In our sample, adequate food access was not a robust predictor of child stunting. Associations between food insecurity and child stunting have been mixed in Nepal overall (Osei et al., 2010; Ruwali, 2011; Paudel et al., 2012; Singh & Ram, 2014). This may owe in part to the recall period of the household food insecurity index score, which is assessed over the past 30 days from the time of interview. Given that stunting is a process that may occur over many months or even years, we found that a month long recall of food insecurity may have limited our ability to capture any causal association between chronic food insecurity and child stunting. Given the complexity of the pathways linking socioeconomic status to food security to nutritional status, there is also the possibility of unmeasured confounding (Osei et al., 2010; Ali et al., 2013).

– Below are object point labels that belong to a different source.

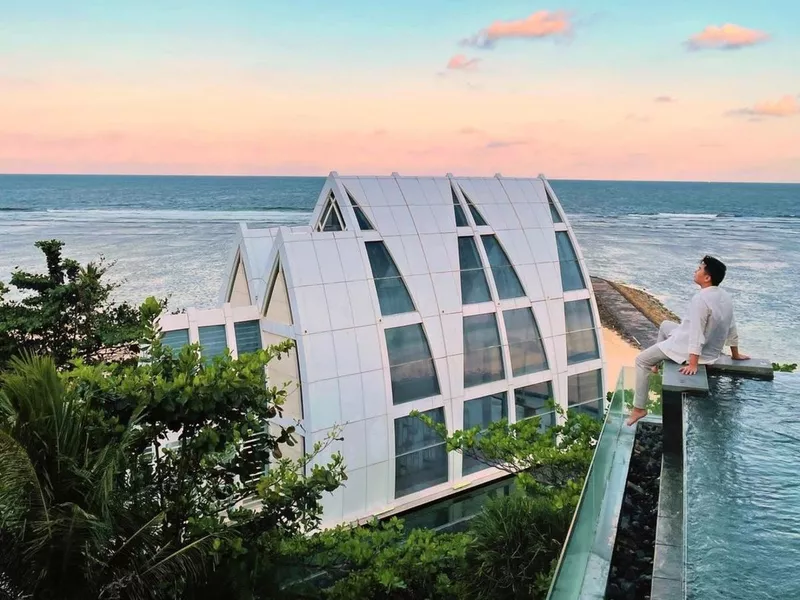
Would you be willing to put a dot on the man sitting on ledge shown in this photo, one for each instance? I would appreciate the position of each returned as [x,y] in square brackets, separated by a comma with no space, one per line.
[699,339]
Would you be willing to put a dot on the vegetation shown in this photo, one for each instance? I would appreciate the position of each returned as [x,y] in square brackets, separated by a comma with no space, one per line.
[68,313]
[146,479]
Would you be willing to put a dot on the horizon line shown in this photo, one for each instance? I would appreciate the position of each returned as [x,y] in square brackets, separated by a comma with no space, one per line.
[251,176]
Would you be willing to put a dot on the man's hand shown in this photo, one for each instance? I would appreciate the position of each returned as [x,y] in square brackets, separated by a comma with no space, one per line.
[691,368]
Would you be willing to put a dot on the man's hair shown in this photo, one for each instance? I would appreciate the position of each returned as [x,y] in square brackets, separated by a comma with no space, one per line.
[715,269]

For example, a study in Cambodia observed greater maternal thinness with increasing food insecurity, but no association with food insecurity and child undernutrition. The authors hypothesized that in food insecure households, food was preferentially allocated to children over mothers (McDonald et al., 2015). In our study population, further analyses revealed a clear dose response between maternal thinness (MUAC < 22.5 cm) and greater household food insecurity (data not shown), suggesting a similar prioritization of child over maternal health may occur in Nepal. Future analyses should continue to explore the pathway from food insecurity to child nutritional outcomes in greater depth.

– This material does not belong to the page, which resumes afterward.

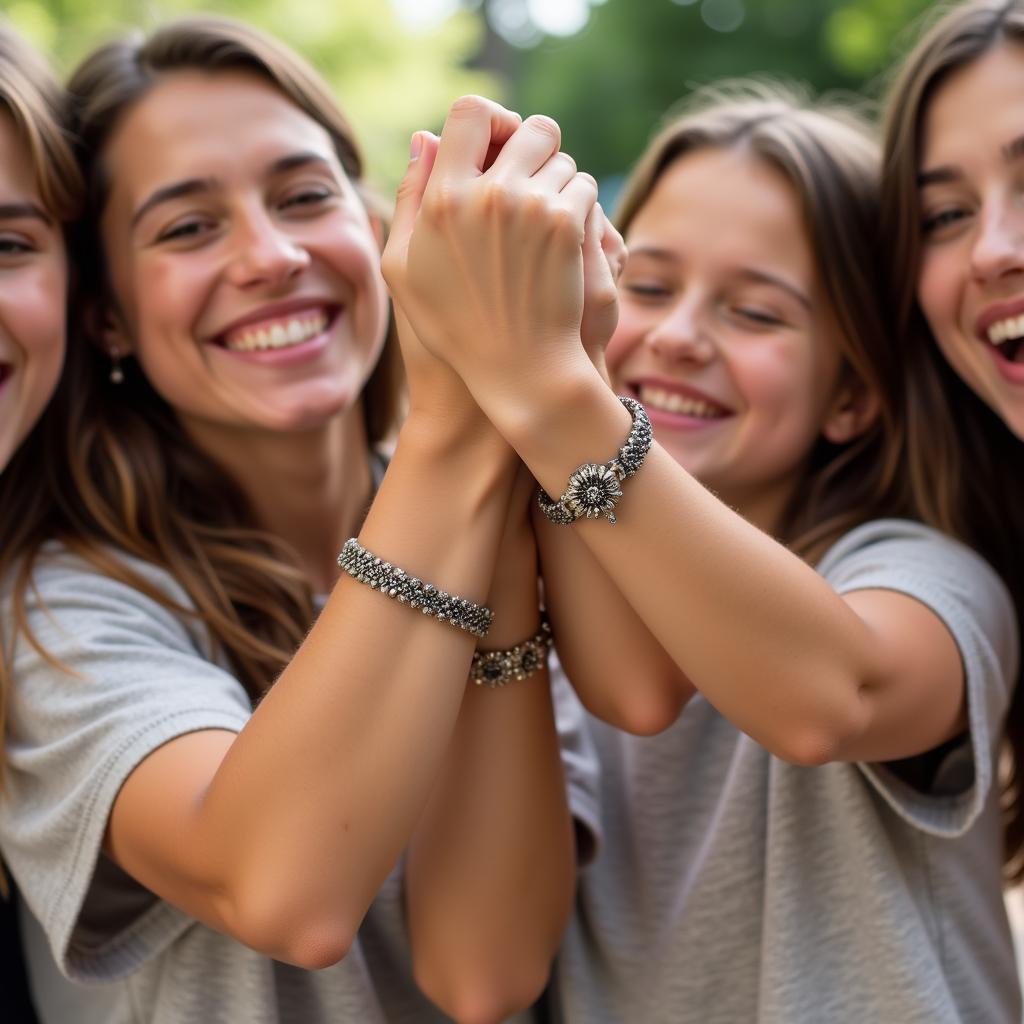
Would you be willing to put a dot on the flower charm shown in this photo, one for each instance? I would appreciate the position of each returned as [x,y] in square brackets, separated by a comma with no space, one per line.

Agriculture is the primary occupation in Nepal and acts as an important source of income and food for families (Joshi, Conroy & Witcombe, 2012a). We found that agricultural households in the terai growing more crops, cultivating more land, or selling their crops were less likely to have stunted children. However, no associations, or even somewhat negative associations were found with agricultural productivity and stunting in the mountains and hills. As cultivable land area and productivity is higher in the terai, farming households in this area may be more dependent on agriculture for their income, producing and selling more of their crops (Joshi et al., 2012a). In contrast, farming in the mountains and hills may be used to supplement income and food purchases made in markets rather than acting as a primary income source, thereby diminishing the relationship between crop production and stunting. Another study from Nepal showed that increasing overall agricultural yield was associated with decreased stunting risk; whereas, greater household consumption of crops produced as opposed to selling crops was associated with increased stunting risk (Shively & Sununtnasuk, 2015). A study in sub‐Saharan Africa revealed greater diversity in agricultural production (versus increased overall agricultural production) was associated with a significantly higher HAZ scores in children 24–59 months of age but not in younger children (Kumar, Harris, & Rawat, 2015). Variable construction for agricultural production diversity, child age cutoffs, and how nutritional status outcomes are defined are important considerations when discerning the varying results of this relationship across studies and contexts.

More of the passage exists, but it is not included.